This post describes an attack on the current PoS construction. The attack uses the fact that it is possible to grind over the value for total_pieces without the need to reconstruct the PoS table. Additionally, some issues with the design are presented, as well as a rational strategy for when to replot, also focused on total_pieces.
To mitigate the attack, the recommendation is to integrate total_pieces into the evaluation seed for the PoS table.
- total_pieces is the number of total (recorded-history) pieces of the chain at a given time.
- It is used only for a single task – to place records within sectors. More precisely, given a sector and a sector slot position, farmers derive the record to be placed at the slot by computing
hash(sector_id, i) mod total_pieces, where
iis a sector slot and sector_id is derived from the farmer’s public key and the sector index (a number). Given the result, a non-negative number smaller than total_pieces, we take the corresponding record with this index value (in the global history) and associate it with that slot.
- total_pieces is part of the farmer’s proof (the Solution), as verifiers need to make the same computation.
- PoS tables do not use this value: for each slot position, farmers derive the table’s seed using sector_id and record_position (the specific slot position).
- In particular, PoS tables are independent from the chain history or the actual content of the sector.
- Farmers collect proofs of space within the PoS table, starting at start_index which is set to 0.
We illustrate the attack as follows:
- Suppose the attacker has the entire blockchain history (the entire history is not needed for the attack, but it is a realistic assumption).
- The attacker fixes sector_id, and generates the PoS table for each slot.
- Note: the attacker still hasn’t determined the actual records for the sector, and can now range over different values for total_pieces to obtain different content for the same sector.
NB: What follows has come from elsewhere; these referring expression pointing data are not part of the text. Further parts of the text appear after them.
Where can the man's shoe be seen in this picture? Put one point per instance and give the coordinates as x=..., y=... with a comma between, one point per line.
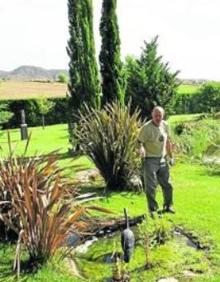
x=155, y=214
x=169, y=210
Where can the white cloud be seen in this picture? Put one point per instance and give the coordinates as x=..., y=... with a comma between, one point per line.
x=35, y=32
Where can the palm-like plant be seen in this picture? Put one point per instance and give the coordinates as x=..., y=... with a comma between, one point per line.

- Given a challenge (the current global_challenge), the attacker derives the audit index
jfor the sector (s_bucket_audit_index).
- The attacker evaluates each record (recall that records can be represented as polynomials) at the audit index
j, XORs the result with the corresponding proof of space (if exists), and checks if the result gives a ‘‘winning ticket’’.
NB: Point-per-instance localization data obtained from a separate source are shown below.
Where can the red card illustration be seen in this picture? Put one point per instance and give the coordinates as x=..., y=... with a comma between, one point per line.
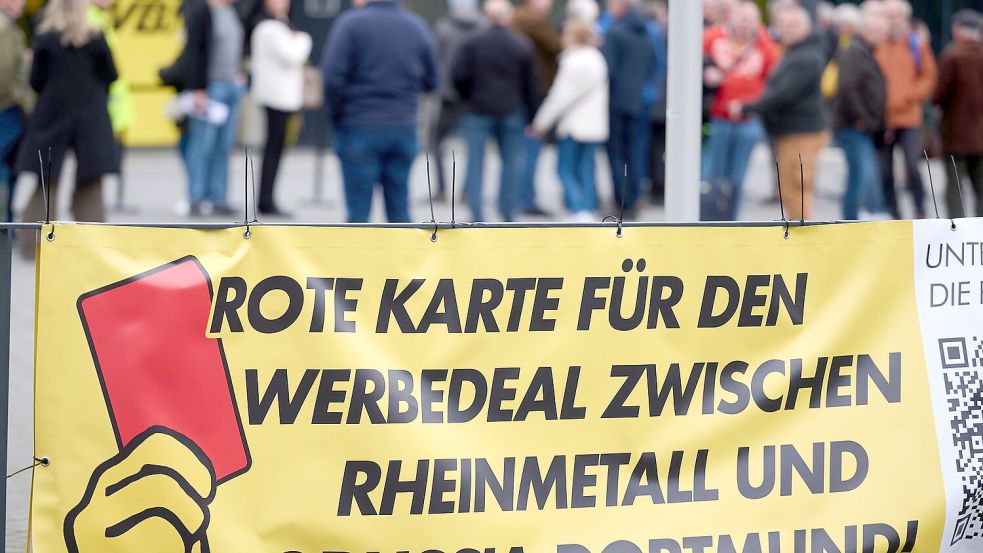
x=157, y=366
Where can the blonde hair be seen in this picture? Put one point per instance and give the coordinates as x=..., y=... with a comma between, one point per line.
x=579, y=32
x=69, y=20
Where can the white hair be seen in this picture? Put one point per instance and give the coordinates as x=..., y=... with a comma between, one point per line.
x=584, y=10
x=498, y=11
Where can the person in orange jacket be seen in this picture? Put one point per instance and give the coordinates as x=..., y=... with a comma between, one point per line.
x=910, y=71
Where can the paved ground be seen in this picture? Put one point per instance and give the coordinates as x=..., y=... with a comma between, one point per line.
x=155, y=189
- For each such winning ticket, the attacker can range over total_pieces (going down from the current actual total number of pieces) in the aforementioned computation to see if the winning record falls into the desired slot (that corresponds to the PoS table).
- In fact, since the mapping
slot --> recordfollows a simple algebraic formula, the attacker can compute the desired value for total_pieces (if exists), and hope that it falls within the acceptable range (not in the future, and not expired yet). This may even be pre-computed, so the attacker does not have to check all records at all slots.
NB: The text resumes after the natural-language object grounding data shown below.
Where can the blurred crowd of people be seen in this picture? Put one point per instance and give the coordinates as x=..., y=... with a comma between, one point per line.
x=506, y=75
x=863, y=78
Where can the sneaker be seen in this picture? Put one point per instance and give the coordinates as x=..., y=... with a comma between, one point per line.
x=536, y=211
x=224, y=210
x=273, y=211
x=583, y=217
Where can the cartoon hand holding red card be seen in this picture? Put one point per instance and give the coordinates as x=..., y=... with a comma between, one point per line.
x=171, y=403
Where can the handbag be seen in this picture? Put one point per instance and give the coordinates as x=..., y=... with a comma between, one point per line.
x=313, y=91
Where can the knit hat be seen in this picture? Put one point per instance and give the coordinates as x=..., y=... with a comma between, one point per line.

- Moreover, since start_index is set to 0, the attacker may evaluate all records at the first 50000 (s_buckets_per_sector) inputs in advance, as the overhead of storing this, instead of a degree-32768 polynomial, is small.
Storing the entire history is amortized over all of the attacker’s sectors. For each sector, the attacker needs to store the PoS table (I’m not sure about the actual size compared to the ‘honest plot’ size, but even if larger it should be comparable). The attacker has a wide range to set total_pieces, and each such attempt basically doubles the amount of ‘‘lottery tickets’’, hence doubling the weight of the attacker’s storage.
The crux of this attack is at the observation that the PoS table, an essential piece of the construction, is independent from the sector’s content. Hence, it is recommended to integrate total_pieces into the table’s seed.
Note: in the attack above the farmer stores the PoS table instead of the encoded polynomial. Doing so circumvents the limitation in producing this table on-the-fly, the main reason why it has been introduced in first place.
We come back to the computation
hash(sector_id, i) mod total_pieces, and recall that sector_id is derived by a public key and the sector index, which is a number.
When a sector expires, nothing prevents the farmer from setting exactly the same sector_id for their new plot. Denote the value for total_pieces within this sector by
Suppose that record
r was in the i-th slot for the expired sector. One can ask what the new value for total_pieces, denote it by
tp', should be such that the record
r falls again in the i-th slot. It can be shown that
tp' must be a multiple of
tp. The smallest multiple is 2, so set
tp' = 2*tp, which is also the proposed time (to check when) the original sector expires.
r is not guaranteed to fall within the i-th slot of the new sector, as it can also fall in the
(tp+i)-th slot. However, given that it distributed uniformly, there’s a 50% chance it will fall in the i-th slot.
We see that following this strategy – replotting at times that correspond to twice of the previous total_pieces and with the same sector_id – farmers are expected to keep half of their old plot.
Following the advice above and integrating total_pieces to the PoS table’s seed will also prevent this strategy from working. Moreover, we can make (the currently constant) start_index dynamic. The latter seems like a good idea in general.